龍彦がアップルティーソーダを手に取り、ストローで一口飲む。

「おっ、美味い。これはイケる、、、炭酸がもう少し強くても良いかも、、、もう少し甘くても良いかも、、、人の好みか、、、」

「そう、、良かった、、、オーダーの時に強炭酸か普通か聞いてみようか、、、シロップは3段階くらいで、、、」

「うん、そうだな。」

龍彦、もう一口飲む。結花も一口飲む。

「結花、話してくれますか。」

「はい、、、あたしの心の問題です。……龍彦さんを拒むかもしれません。」

「うん。」

「長い間、身体を売ってきました、、、お金を貰えたら受け入れられました、拒絶しませんでした。

 お金が貰えないと分かれば、心や身体が拒絶しました。泣いて、震えて、止まりませんでした。

 龍彦さんからは、お金は貰えません。龍彦さんには売春婦じゃない私を受け入れて欲しいんです。

 達彦さんを拒絶したらどうしよう、、、龍彦さんがこんな女になったあたしを嫌いになったらどうしよう、、、

 お店を一緒に始められて本当に嬉しかった。
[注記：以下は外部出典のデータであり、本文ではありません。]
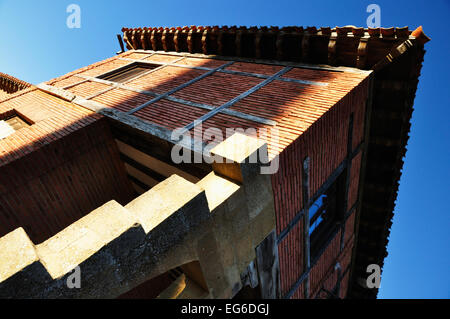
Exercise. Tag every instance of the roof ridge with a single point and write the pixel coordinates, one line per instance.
(10, 84)
(293, 43)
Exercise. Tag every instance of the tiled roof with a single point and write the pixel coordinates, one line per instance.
(214, 74)
(395, 54)
(349, 45)
(306, 93)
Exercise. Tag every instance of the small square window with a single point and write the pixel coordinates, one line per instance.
(128, 72)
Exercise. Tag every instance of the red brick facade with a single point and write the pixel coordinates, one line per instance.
(58, 169)
(325, 142)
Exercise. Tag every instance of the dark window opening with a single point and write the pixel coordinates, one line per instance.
(128, 72)
(325, 214)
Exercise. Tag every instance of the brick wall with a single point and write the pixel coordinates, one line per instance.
(49, 188)
(325, 142)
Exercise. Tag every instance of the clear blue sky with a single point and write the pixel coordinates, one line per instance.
(37, 45)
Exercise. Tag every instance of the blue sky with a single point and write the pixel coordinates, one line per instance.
(37, 46)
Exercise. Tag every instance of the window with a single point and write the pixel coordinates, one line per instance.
(326, 213)
(128, 72)
(10, 124)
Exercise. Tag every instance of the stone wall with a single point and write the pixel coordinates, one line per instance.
(218, 222)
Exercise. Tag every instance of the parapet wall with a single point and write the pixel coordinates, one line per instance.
(219, 222)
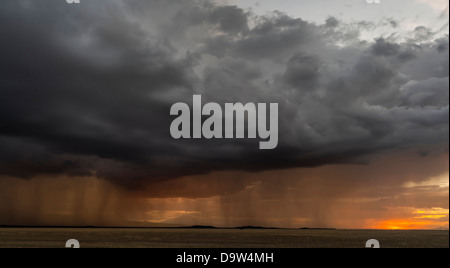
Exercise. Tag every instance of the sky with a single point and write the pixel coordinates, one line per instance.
(363, 93)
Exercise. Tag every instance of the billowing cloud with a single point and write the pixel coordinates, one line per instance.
(86, 90)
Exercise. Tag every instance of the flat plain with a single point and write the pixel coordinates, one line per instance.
(217, 238)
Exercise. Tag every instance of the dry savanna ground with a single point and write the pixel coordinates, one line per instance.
(217, 238)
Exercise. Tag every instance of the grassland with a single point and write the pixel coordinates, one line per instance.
(217, 238)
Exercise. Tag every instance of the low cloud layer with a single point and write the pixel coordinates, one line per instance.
(87, 90)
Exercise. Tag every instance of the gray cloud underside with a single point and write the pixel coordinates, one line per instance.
(88, 89)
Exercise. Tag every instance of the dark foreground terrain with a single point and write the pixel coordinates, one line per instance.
(217, 238)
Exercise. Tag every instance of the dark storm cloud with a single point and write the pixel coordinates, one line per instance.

ずっと傍に居られて嬉しかった、楽しかった。

 嫌われたら、居なくなろう。龍彦さんが別な人と一緒になるんだったらそれでも良い、、、抱かれないまま居なくなろう。そう思ってました。

 だから、、、怖い、、、どうしたら良いか分からず、怖い、、、だから、、、返事が出来ません、、、」

結花、下を向いたままで話した。

「そうか、、、俺がお前を嫌いになる訳無いよ、、、良いよ、拒んでも、、、何も無くて良いよ。一緒に居てくれるなら、、、」

結花、龍彦が不機嫌になるかもしれないと思っていたが、明るい声だったので顔をあげてみた。

龍彦が笑ってる。声を出してはいないが、顔が笑っている。明るい顔で笑ってる。

「……龍彦さん、、、良いんですか?抱けない女が傍に居ても、、、売春婦だった私が居ても、、、」

「ふふ、、、何年待ったかな、、、出逢ってから18年か、、、キスもしてねぇしな。ハハハ。おっ、ハグはしたな。一回。」

「龍彦さんも子供とか、欲しいんじゃないですか?他の人と一緒になった方が、、、」

「そりゃ、出来るに越したことは無いが、出来ない事もあるだろうし、、、エッチしたいから別な人とって言う事はなんか違うし、、、」


「……いつか、一度、試してください、、、拒絶してしまったら、あたし、、、」意を決して、結花頼んでみた。

「居なくなるってか?なら、試さない。」龍彦、笑っている。

「……あたし、どうして良いんだかわかんない、、、」

「じゃ、、、、一緒に暮らし始めてみないか?お前のペースという訳じゃ無いし、俺のペースでも無い単なる同居人から始めてみるか?」

「……そのうち、拒絶するか試すんですか?」

「エッチは試さないで良い。普段から何処まで近づけるか少しづつ心を開いて行くんだ。……エッチするのがゴールじゃないぞ。

 一緒に生きていけるか、暮らしていけるかを試すんだ。どうだ?」

「……それでも良いんですか?、、、それでも、、、」

「いいともさ。……お前の事をどうにか助けてやりたいと思ってた18年だったけど、結局、力になれなかった。申し訳ない気持ちがある。」

「そんな事ないです。茂から守ってくれたし、、、お店をやるのも誘ってくれたし、、、」

「茂は俺を狙ってた、、、店は俺がやりたかった、、、お前の居場所を作りたかった、それだけだ。それにお前が応えてくれた。」

「……」

「ゆっくり行きましょう。結花さん。焦らず、、、一緒に、、、傍に居てください。」龍彦、席を立ち、ゆっくりと頭を下げた。

「……はい。一緒に居てみます。」結花も席を立ち、頭を下げた。

二人顔を上げ、微笑み合う。抱き合う事をせず、キスする事もなく、二人で歩く人生が始まった。